KTLS with zfs recv
Alan Somers
asomers at freebsd.org
Fri Feb 26 17:53:05 UTC 2021
On Fri, Feb 26, 2021 at 9:24 AM Rodney W. Grimes <
freebsd-rwg at gndrsh.dnsmgr.net> wrote:
> > My understanding is that KTLS works very well with OpenSSL for sending,
> but
> > not as well for receiving, because there's nothing like a recvfile
> > syscall. However, it works great for both send and receive with NFS,
> where
> > all the data remains in the kernel. What about zfs recv? A very common
> > pattern is for an application to read from an SSL socket and then pipe
> the
> > data to zfs recv. For example, zrepl does that. Could zfs recv instead
> > read directly from the KTLS socket, bypassing userspace?
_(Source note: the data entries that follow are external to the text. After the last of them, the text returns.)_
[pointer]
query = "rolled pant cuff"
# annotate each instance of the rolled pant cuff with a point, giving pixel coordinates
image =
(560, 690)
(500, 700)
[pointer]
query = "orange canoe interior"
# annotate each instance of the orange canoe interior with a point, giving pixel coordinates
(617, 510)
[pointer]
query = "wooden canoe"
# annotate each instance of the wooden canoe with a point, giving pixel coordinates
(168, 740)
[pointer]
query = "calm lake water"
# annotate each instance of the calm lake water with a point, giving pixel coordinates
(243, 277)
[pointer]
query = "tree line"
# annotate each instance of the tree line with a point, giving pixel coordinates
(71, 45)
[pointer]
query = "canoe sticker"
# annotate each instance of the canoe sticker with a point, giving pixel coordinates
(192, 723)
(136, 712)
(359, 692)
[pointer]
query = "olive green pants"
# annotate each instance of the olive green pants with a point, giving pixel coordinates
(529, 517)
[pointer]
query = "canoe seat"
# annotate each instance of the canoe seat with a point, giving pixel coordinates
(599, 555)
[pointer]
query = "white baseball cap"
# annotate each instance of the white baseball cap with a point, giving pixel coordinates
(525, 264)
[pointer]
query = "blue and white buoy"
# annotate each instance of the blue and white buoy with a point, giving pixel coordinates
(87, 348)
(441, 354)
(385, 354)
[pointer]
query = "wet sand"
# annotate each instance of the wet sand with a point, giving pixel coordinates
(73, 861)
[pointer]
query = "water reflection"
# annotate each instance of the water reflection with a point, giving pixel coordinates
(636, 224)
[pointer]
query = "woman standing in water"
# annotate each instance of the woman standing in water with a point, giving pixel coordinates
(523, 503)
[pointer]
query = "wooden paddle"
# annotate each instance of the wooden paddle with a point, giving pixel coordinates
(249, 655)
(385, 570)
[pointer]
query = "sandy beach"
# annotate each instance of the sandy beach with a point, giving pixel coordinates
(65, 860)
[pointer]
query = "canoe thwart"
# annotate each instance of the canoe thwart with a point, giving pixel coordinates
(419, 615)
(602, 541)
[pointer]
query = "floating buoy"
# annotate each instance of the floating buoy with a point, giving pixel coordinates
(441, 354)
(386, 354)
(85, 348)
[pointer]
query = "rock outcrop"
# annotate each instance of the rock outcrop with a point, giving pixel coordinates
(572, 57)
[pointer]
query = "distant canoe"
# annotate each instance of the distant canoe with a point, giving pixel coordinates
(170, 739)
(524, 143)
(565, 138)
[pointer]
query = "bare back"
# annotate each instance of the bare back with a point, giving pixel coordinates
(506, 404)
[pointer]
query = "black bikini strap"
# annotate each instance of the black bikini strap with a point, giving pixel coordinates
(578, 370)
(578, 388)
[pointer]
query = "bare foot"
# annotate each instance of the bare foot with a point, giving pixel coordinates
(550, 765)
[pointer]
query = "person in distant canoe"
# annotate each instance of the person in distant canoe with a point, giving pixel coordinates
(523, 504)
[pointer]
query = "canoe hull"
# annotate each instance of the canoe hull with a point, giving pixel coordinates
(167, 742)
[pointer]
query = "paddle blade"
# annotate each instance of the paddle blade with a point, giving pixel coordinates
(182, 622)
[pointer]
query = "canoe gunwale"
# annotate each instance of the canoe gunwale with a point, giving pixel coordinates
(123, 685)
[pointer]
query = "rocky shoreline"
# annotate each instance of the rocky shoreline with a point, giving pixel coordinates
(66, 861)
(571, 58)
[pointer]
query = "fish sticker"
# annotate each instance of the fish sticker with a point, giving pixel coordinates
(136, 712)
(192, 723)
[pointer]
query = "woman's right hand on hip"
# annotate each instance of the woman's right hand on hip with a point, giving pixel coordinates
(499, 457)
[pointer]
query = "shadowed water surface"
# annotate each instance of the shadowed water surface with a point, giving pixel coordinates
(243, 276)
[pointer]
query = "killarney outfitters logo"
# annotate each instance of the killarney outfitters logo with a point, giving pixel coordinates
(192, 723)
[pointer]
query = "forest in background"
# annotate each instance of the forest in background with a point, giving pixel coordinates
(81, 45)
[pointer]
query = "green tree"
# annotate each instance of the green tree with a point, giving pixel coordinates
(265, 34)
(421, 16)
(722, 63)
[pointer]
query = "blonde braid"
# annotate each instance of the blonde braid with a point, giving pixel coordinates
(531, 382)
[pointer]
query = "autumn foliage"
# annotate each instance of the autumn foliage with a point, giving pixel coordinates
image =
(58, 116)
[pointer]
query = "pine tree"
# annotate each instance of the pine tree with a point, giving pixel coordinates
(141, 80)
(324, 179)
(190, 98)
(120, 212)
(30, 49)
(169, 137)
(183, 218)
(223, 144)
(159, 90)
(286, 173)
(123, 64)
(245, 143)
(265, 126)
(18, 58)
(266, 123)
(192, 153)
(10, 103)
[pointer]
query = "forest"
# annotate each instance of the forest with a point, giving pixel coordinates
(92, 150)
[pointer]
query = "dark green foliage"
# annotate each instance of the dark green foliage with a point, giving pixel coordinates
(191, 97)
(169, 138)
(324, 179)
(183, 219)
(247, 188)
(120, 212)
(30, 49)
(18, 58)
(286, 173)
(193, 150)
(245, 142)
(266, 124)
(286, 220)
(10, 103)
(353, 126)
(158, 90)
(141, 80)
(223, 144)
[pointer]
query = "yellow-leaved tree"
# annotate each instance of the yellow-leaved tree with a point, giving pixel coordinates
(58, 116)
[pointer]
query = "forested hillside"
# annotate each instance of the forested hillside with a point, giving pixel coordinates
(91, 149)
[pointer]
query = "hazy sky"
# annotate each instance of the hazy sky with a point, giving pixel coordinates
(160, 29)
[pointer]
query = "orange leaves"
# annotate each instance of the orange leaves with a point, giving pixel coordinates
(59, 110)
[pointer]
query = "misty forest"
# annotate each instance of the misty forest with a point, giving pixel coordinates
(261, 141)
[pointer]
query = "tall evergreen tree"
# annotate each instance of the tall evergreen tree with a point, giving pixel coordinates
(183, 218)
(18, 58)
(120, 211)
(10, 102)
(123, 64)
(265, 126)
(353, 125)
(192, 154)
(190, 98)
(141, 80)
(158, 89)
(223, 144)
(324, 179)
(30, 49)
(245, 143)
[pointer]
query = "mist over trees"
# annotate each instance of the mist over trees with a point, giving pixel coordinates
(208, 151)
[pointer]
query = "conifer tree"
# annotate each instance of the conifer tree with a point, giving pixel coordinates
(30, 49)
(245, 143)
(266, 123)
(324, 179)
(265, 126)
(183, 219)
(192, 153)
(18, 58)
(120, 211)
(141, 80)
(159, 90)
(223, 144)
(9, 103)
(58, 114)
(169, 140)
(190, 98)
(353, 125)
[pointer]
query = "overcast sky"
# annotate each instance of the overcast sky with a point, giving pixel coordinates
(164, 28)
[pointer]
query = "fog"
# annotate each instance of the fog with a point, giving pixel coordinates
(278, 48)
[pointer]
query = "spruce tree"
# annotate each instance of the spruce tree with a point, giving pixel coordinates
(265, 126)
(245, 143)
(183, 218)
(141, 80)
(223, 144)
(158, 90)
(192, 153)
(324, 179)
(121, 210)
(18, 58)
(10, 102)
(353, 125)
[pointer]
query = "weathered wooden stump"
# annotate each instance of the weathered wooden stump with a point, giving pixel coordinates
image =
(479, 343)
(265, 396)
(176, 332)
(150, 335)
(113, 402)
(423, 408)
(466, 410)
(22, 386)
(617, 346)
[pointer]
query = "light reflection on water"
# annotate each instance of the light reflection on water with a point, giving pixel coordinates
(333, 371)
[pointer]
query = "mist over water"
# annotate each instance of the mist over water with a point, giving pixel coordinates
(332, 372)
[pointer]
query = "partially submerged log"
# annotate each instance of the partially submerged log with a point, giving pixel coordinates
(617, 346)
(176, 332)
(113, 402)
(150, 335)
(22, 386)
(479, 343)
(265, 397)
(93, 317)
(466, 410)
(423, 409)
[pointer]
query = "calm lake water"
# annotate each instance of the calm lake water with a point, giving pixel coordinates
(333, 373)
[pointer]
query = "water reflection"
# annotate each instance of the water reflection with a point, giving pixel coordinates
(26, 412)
That could
> > potentially save a _lot_ of cycles for a _lot_ of people.
>
> I did some patches and a short presentation at BSDCan that basically
> shoves the whole zfs send and zfs recv process into the kernel, ie
> it opens the sockets up, makes the connections, then the socket
> is passed into the kernel(s) and it all runs in kernel mode.
>
>
> https://www.bsdcan.org/2018/schedule/attachments/479_BSDCan-2018-zfs-send.pdf
>
> A few things need fixed like reversing who does the listen for
> security reasons, but this feature is probably ready for prime
> time.
>
> > -Alan
>
> --
> Rod Grimes
> rgrimes at freebsd.org
That looks potentially useful, but it doesn't use encryption. Would it
work if the socket had been opened by openssl with ktls?